Information Notice No. 92-57: Radial Cracking of Shroud Support Access Hole Cover Welds

                                 UNITED STATES
                         NUCLEAR REGULATORY COMMISSION
                            WASHINGTON, D.C.  20555

                                August 11, 1992

                               COVER WELDS


All holders of operating licenses or construction permits for boiling water
reactors (BWRs).


The U.S. Nuclear Regulatory Commission (NRC) is issuing this information
notice to alert addressees to the potential for radial cracking of the welds
of the shroud support access hole covers (AHCs) inside the reactor vessel. 
The radial cracking could propagate into the reactor vessel attachment welds. 
It is expected that recipients will review this information for applicability
to their facilities and consider actions, as appropriate, to avoid similar
problems.  However, suggestions contained in this information notice are not
NRC requirements; therefore, no specific action or written response is


Jet pump boiling water reactors (BWRs) are designed with access holes in the
shroud support plate at the bottom of the annulus between the core shroud and
the reactor vessel wall.  Each shroud support plate in the reactor vessel has
two access holes located 180 degrees apart.  These holes are used for access
during construction and are subsequently closed by welding a plate over the
hole.  The AHCs and most shroud support plates are fabricated from Alloy 600. 
The connecting weld material is Alloy 182 or 82.  The high residual stresses
resulting from welding, the crevice geometry of the weld, and the aggressive
water chemistry, could cause intergranular stress corrosion cracking (IGSCC). 

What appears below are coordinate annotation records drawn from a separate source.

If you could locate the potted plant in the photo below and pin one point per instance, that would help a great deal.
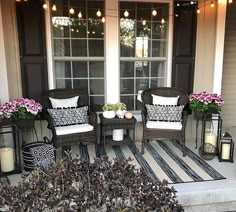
(204, 102)
(120, 109)
(109, 110)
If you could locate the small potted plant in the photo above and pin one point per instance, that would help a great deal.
(109, 110)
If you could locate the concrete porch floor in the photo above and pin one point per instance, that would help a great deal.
(212, 196)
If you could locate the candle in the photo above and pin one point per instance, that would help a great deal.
(225, 152)
(210, 138)
(7, 159)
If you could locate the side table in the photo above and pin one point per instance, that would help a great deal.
(117, 123)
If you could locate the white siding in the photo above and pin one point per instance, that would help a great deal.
(229, 69)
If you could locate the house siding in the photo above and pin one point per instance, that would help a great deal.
(229, 69)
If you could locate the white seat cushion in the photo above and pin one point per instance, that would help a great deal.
(164, 125)
(78, 128)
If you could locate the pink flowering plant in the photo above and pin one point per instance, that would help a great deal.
(203, 101)
(20, 109)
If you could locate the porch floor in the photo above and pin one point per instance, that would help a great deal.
(219, 195)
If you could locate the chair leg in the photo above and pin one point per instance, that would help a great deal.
(184, 148)
(143, 145)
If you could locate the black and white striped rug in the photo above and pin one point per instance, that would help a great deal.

On January 21, 1988, the Philadelphia Electric Company (the licensee) found
significant circumferential cracking in the shroud support AHC welds at the
Peach Bottom Atomic Station, Unit 3, using a remotely operated ultrasonic
testing (UT) fixture specially designed by the General Electric Company (GE)
for this examination.  This was the first time such cracking was reported in a
domestic BWR plant.  The NRC reported the results of a preliminary inspection
of this event in Information Notice No. 88-03, "Cracks in Shroud Support
Access Hole Cover Welds," of February 2, 1988.  In August 1988, the licensee
performed another ultrasonic inspection using several improved examination
techniques.  The licensee found that these cracks, located in the area of the
vertical fusion line on the shroud support ledge side of the welds, appeared
to initiate from the vertical crevices of the AHCs.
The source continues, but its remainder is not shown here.